Gabriel let his legs crumple beneath him. They hit the floor hard, the guard getting most of the impact, and the taser jarred clear of his flesh. The moment the strength-sapping voltage was gone Gabriel squeezed with both arms, clamping hard on to the guard’s thick neck. He rolled to his right, moving his weight over him as the dry crack of the charge started up once more. This time it made no difference. Gabriel’s arm was now locked in place and every time the taser crackled it just turned him into a dead weight that pressed down harder on the guard’s neck.
The human neck has three distinct areas of weakness that can be exploited by a chokehold: the carotid artery, the jugular vein and the windpipe. All three transport oxygen around the body. If one is cut off, for even a short amount of time, it leads to oxygen starvation and a gradual loss of consciousness. If all three are shut down, this happens in seconds.
It took about ten for the guard to go limp.
He sped things up by frantically stabbing the taser into different parts of Gabriel’s body, but all this did was burn up what little oxygen he had left while Gabriel clung on, weathering the electrical storm, switching the tension to whichever arm was stronger during each attack until the guard stopped moving and the taser clattered to the hard floor. Gabriel glanced up at the giant, making sure it hadn’t fallen where he could get hold of it. His face was a mask of eerie calm, his huge hands shackled in front of him as though praying. ‘What’s your plan now?’ he asked in a surprisingly soft tone. ‘What’s your in-ten-tion? Hoping to make bail before he wakes up?’
Gabriel ignored him. He could feel the blood flowing back into his fingers as fast as it would now be returning to the guard’s oxygen-starved brain. He didn’t have long. He grabbed the keys from the guard’s belt, found the small handcuff key and fumbled it into the lock. His hands sprang apart with a mixture of pain and relief. He rubbed some life into wrists that were cut and sore then quickly started stripping the guard.
‘You like boys?’ The soft voice mocked from behind.
Gabriel pulled the guard’s shirt off and fitted it over his own. ‘I like freedom,’ he said, buttoning it up then doing the same with the uniform trousers.

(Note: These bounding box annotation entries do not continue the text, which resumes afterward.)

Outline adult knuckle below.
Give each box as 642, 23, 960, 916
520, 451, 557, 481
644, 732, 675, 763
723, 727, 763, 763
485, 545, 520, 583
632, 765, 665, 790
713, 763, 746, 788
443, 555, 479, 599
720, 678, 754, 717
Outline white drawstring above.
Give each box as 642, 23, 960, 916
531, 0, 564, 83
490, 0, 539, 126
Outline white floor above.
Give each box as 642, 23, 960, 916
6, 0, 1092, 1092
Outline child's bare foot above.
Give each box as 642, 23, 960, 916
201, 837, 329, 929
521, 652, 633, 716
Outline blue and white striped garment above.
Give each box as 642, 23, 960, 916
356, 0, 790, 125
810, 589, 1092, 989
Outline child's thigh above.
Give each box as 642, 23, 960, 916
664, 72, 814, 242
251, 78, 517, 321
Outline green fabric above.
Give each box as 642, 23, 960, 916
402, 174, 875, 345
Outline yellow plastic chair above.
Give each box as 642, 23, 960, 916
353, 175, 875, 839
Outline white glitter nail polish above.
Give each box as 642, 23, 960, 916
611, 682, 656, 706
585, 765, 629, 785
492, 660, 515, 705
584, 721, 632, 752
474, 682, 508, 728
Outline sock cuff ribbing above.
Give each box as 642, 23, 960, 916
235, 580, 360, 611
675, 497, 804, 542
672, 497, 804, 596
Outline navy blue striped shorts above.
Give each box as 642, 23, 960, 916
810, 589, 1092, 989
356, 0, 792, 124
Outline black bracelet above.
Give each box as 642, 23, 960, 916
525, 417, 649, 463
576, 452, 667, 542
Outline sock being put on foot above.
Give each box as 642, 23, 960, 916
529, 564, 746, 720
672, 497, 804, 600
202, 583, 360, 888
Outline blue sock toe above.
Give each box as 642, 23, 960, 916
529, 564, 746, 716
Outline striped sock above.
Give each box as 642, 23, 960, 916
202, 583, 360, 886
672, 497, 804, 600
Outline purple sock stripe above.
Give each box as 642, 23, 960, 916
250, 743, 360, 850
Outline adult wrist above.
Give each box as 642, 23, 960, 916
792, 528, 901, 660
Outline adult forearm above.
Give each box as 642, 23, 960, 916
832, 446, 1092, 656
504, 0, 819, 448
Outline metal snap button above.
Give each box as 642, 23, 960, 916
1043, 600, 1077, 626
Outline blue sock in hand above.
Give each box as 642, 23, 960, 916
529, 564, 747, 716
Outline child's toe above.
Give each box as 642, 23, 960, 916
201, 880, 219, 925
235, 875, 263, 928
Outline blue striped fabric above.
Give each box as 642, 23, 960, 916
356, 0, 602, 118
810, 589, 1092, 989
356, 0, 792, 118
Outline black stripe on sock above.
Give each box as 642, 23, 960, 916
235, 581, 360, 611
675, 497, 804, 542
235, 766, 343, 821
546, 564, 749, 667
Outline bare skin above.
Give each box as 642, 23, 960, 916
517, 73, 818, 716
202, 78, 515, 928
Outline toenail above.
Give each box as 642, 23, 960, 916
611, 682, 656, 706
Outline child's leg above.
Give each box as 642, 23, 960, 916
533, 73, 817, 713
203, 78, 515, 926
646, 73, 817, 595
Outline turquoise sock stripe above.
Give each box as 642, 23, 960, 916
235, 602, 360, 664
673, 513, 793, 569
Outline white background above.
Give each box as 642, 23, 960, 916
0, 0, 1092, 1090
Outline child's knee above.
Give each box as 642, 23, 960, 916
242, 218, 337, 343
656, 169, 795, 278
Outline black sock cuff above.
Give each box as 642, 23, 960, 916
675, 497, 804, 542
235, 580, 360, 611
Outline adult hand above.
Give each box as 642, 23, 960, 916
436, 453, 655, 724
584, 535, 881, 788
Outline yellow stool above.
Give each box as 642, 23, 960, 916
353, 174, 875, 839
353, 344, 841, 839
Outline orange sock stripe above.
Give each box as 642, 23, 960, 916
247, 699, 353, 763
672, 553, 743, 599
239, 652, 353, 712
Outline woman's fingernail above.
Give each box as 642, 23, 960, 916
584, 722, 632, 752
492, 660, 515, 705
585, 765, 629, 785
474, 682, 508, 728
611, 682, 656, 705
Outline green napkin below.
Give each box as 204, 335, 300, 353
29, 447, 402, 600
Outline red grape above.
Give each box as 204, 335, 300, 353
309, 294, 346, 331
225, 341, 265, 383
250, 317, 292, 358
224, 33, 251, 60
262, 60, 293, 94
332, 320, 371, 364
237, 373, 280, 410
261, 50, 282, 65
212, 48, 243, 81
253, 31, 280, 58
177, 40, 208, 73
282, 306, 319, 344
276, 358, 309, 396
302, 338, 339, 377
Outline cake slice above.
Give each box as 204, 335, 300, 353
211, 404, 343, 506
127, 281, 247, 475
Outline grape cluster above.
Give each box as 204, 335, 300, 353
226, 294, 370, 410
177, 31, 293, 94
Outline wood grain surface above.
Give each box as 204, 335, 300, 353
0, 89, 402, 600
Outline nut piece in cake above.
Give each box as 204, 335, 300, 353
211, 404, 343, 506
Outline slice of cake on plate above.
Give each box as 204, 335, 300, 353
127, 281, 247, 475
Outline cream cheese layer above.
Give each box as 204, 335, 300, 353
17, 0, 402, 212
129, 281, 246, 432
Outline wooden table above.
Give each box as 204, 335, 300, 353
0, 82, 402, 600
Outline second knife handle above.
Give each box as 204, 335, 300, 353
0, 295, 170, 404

They slipped neatly over his prison-issue jeans but were too wide in the waist and too short in the leg. He fixed them low on his hips, stuffed the tail of the shirt into the waistband and cinched the belt tight just as the guard began to stir. Gabriel grabbed him under the shoulders and rolled him over to the cell, being careful to stay out of range of the giant. He scooped the handcuffs off the floor, snapped one end on the guard’s wrist and the other round the bars of the open cell door just as the guard woke up. His eyes rolled down, focused on Gabriel then he lunged forward. Gabriel sprang back and the handcuff caught on the lower cross bar with a loud clang, yanking the guard to a sudden stop. He looked down at what held him, then back up at Gabriel, just in time to take a face-full of pepper spray. A strangled wheeze squeaked from his constricting throat and he fell to the floor, choking and rubbing at his burning eyes with his free hand.
Gabriel stepped away from the cloud of spray and reached into the uniform shirt pocket for the guard’s pack of cigarettes.
‘Those things’ll kill ya,’ the giant said from behind the bars. ‘ Car-cin-o-gen-ic.’
Gabriel pulled a disposable lighter out from inside the packet and clamped a cigarette between his lips. ‘Ah, but that which doesn’t kill you,’ he said, flicking the wheel of the lighter to get a flame, ‘just makes you stronger.’
He lit the cigarette, drew on it deeply, then tilted his head towards the ceiling and emptied his lungs at the smoke detector.